These were my first pair of climbing shoes after spending too much money renting gym shoes. While you're probably not going to send anything super technical in these, they are great for easier bouldering problems, as well as cracks and multi-pitch. The biggest bonus, even when you buy them tight, they're still almost as comfortable as your running shoes! Once these wear out, I will for sure be buying another pair.
I have been climbing for years. Both bouldering and trad. Mythos are just comfy. Lets be honest if you need a super aggressive shoe to climb that boulder problem then you are just not strong enough. Back in the day they climbed in boots! I always tell people for sizing make sure they fit in length, from heel to toe. They wont stretch there but the rest of the shoe will mold to your foot. I have many shoes, this is the pair I wear everyday.
"Most comfortable and versatile shoe out there. A great all around option"
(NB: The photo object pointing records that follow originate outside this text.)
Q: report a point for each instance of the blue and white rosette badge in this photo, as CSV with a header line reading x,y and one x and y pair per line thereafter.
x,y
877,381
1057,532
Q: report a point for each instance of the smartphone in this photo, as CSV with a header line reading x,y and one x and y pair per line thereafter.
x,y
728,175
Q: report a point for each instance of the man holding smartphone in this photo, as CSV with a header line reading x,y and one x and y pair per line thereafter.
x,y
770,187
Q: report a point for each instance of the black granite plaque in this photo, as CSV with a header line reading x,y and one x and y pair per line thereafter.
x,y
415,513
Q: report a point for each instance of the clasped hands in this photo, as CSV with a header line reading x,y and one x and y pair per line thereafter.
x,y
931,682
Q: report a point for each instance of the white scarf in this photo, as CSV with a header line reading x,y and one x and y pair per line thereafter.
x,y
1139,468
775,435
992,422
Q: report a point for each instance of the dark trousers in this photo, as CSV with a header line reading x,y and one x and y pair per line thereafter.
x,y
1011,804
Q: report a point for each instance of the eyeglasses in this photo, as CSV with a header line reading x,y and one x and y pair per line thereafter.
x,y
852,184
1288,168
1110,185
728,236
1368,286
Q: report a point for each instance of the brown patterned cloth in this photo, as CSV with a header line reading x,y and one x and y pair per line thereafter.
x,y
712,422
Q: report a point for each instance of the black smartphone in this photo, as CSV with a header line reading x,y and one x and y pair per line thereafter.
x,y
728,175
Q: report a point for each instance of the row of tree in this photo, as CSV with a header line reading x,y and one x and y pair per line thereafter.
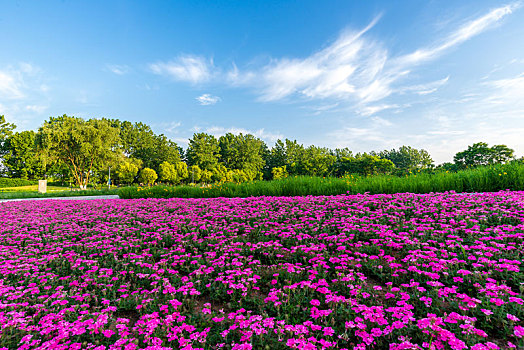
x,y
72,149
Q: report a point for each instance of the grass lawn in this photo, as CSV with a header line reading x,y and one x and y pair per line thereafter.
x,y
33,188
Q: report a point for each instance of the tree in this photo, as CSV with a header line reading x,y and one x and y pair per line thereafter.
x,y
480,154
173,173
127,172
365,164
242,152
6,129
147,176
83,146
194,173
139,141
181,171
407,159
279,172
203,150
167,172
318,161
21,159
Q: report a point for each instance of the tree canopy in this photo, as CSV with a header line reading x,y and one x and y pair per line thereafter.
x,y
81,145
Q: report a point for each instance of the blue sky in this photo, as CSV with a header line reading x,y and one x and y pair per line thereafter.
x,y
368,75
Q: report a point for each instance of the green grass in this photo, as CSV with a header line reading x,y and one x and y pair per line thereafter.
x,y
32,188
485,179
63,192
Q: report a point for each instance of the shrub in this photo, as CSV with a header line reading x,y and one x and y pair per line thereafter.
x,y
148,176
Shoes are all about personal preference, and I absolutely love these shoes. They are super comfortable, even in a half size smaller than other sportiva models. I can wear them all day without discomfort, which is so important for long days outside. Because they are entirely suede they also never smell. These shoes are also exceptionally easy to resole, making them really affordable over their lifetime. Great for edging and cracks not so much for crushing your super overhanging boulder problems, but c'mon. Some people think they look funny, but for the performance and comfort I'd wear them if they look like clown shoes.
Got these shoes a month or so ago. i went and tried them on in the store and found the size that fit a little tighter than id like and then ordered it in a half size smaller than that. First time i put them on i wore them in the shower laced them really tight and then slept in them they now fit perfectly. love these shoes
This is my third pair of climbing shoes (I've had Mad Rock Mugens and 5.10 Anasazi Verde's) and they are by far the most comfortable I have owned. The shoes mold to your feet after a few climbs. Climbing shoes are hard for me to find because my second toe is longer than my big toe. All climbing shoes have a harsh front curve that makes them less comfortable for me, my second toe ends up scrunching and rubbing on the top of the shoe. Not the case with these shoes.
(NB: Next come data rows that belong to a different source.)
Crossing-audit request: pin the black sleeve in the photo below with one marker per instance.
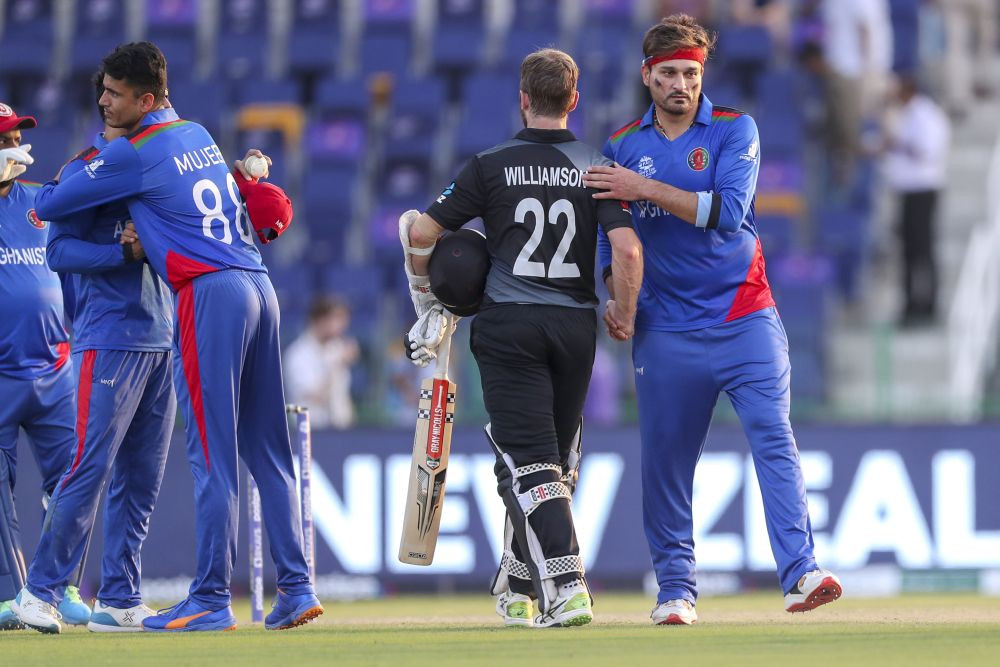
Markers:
(612, 214)
(461, 201)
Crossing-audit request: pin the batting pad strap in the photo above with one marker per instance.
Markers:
(535, 496)
(553, 567)
(537, 467)
(513, 567)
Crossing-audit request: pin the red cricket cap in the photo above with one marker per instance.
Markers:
(268, 206)
(9, 120)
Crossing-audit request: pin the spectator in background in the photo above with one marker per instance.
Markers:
(916, 152)
(970, 49)
(318, 365)
(857, 49)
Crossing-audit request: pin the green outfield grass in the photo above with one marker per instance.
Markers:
(462, 630)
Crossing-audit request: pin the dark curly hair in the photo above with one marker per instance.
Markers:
(141, 65)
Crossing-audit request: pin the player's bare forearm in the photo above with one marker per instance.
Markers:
(622, 183)
(423, 234)
(626, 279)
I have had this shoe for a couple of years and it hasn't let me down. My one warning is that they stretch quit a bit. So plan accordingly depending on how tight and technical you want them. I believe I got one size smaller than my street shoes and they stretched out to be the perfect all day multipitch shoes. The only thing I have had to do is resole them once and that is completely expected.The rubber all around is great for cracks and hooking. Also, the lacing may sound complicated but it isn't that bad and they have instructions online if you need to relace them. Overall I highly recommend them for climbers of any experience level.
"bad ass shoes for easy to moderate climbing, These are the smear King"
I love these shoes for sport and trad up too 5.11a or so. they are so comfortable and the unlined leather stretches to fit you foot. I love these shoes for delicate smears on techy slabs. They also jam hand sizes and bigger with excellent friction. awesome shoes, my friends and i call them the comfort loafer... get them there great!
My first climbing shoe was the 5.10 coyote, but I needed something with a little more performance. After trying several different shoes, these were the only ones that fit. I have really narrow feet with a small heel and the Mythos fit perfectly. I will definitely be buying more. The grip is also amazing.. better than any i've tried
"Stretchy, Comfortable, but not that aggresive."
Great Product. Like stated before, they are extremely flexible and will feel like a second skin. But, after using them for about 6 months (a tad long) they dont have the same edge they used to. Still feel SO comfy though. I love to wear these out bouldering so I can just beat them up and not have to kepp taking them on and off. Sill fit like a glove though.